Staff Software Engineer - Databases SRE

📍 Germany
📍 Spain
📍 United Kingdom
📍 Sweden
GBP 104,000-124,800 per year
SENIOR
✅ Remote

Used Tools & Technologies

Not specified

Required Skills & Competences

Go @ 4 Grafana @ 4 Kubernetes @ 7 Linux @ 4 Terraform @ 3 Python @ 4 GCP @ 4 Java @ 4 Hiring @ 4 Leadership @ 7 AWS @ 4 Azure @ 4 Communication @ 7 Helm @ 3 Mentoring @ 7 Networking @ 4 SRE @ 4 Technical Leadership @ 7 Design Patterns @ 4 Observability @ 4

Details

Grafana Labs is hiring a Staff Software Engineer - SRE to support Grafana Cloud’s highest-value customers by increasing the reliability of cloud databases based on Mimir, Loki, Tempo, and Pyroscope. The role is remote and the team provides these databases as a SaaS product from AWS, GCP, and Azure across all regions.

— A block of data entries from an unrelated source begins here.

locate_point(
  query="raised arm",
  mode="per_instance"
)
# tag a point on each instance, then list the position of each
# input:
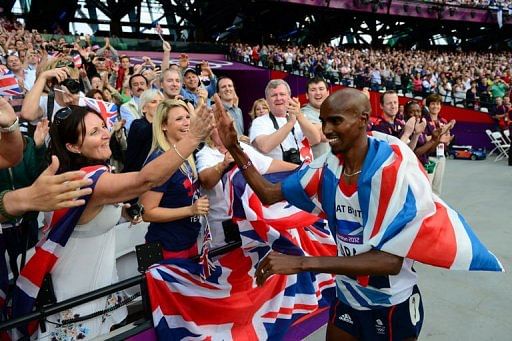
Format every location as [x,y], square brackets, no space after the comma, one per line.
[11,142]
[374,262]
[308,129]
[48,193]
[113,188]
[166,57]
[268,192]
[30,110]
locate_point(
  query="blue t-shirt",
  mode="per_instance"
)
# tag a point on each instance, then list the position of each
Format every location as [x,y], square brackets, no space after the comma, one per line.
[179,191]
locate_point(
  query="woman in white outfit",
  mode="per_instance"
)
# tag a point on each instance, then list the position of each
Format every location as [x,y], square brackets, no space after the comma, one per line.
[79,138]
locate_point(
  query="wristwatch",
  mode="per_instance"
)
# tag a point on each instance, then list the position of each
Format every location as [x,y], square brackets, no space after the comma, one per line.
[11,128]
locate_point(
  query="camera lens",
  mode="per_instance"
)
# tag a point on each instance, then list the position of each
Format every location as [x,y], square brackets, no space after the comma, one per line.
[72,85]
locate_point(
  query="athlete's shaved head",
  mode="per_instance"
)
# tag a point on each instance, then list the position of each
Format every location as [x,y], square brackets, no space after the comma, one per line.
[348,100]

The SRE team is embedded within the Mimir, Loki, and Tempo squads and focuses on delivering exceptional reliability for high-SLA customers.

Responsibilities

  • Partner closely with product engineering squads using an embedded model.
  • Own production reliability for high-SLA and complex customer environments.
  • Design and implement automation to scale reliability practices and eliminate toil.
  • Ensure customers meet SLO targets, define and evolve per-tenant SLOs and reliability models.
  • Proactively reduce SLO burn to prevent repeat incidents.
  • Serve as a primary escalation point and participate on-call for relevant incidents.
  • Lead customer-impacting incident response and post-incident reviews (PIRs/post-mortems).
  • Contribute to design documents and code reviews, influence feature design for scalability and operability.
  • Improve alert quality and reduce noisy escalations.
  • Teach and communicate SRE best practices to engineering teams.

Requirements

  • 8+ years engineering experience, with 4+ years in SRE/CRE/production engineering (strong preference for formal customer reliability engineering experience).
  • Strong Kubernetes experience in at least one cloud provider (AWS, GCP, or Azure).
  • Familiarity with infrastructure-as-code tooling (Helm, Terraform, Jsonnet, etc.).
  • Strong experience with technical leadership: leading projects, mentoring engineers, and acting as a force-multiplier.
  • Experience operating multi-tenant systems in production and designing/implementing SLOs.
  • Experience with one or more programming languages (examples listed: Go, Python, Java).
  • Knowledge of Linux operating system internals, networking, cloud storage, performance, scaling, and failure modes.
  • Excellent problem-solving and troubleshooting skills and calm, active participation in blame-free incident response.
  • Ability to partner deeply with product engineering teams and work with autonomy.
  • Strong communication skills, intellectual curiosity, transparency, bias for action, and a collaborative mindset.

Day-to-day

  • Regular 1:1s with manager and colleagues.
  • Review and create SLOs; investigate and reduce SLO budget burn through monitoring, automation, self-healing, auto-scaling, etc.
  • Improve observability of customers within their environments.
  • Design and implement solutions for reliability and scalability to meet growing demand.
  • Develop fault-tolerant design patterns and participate in PR reviews and design docs.
  • Participate in incident response including investigation, resolution, PIR, and customer communication via Bridge calls when needed.

Compensation & Benefits

  • UK base compensation range: £103,958 - £124,750 (actual compensation may vary by level, experience, and skillset). Benefits include equity, possible bonus, and other benefits listed on the company careers page.
  • 100% remote company with in-person onboarding; global annual leave policy of 30 days per annum (subject to local legislation).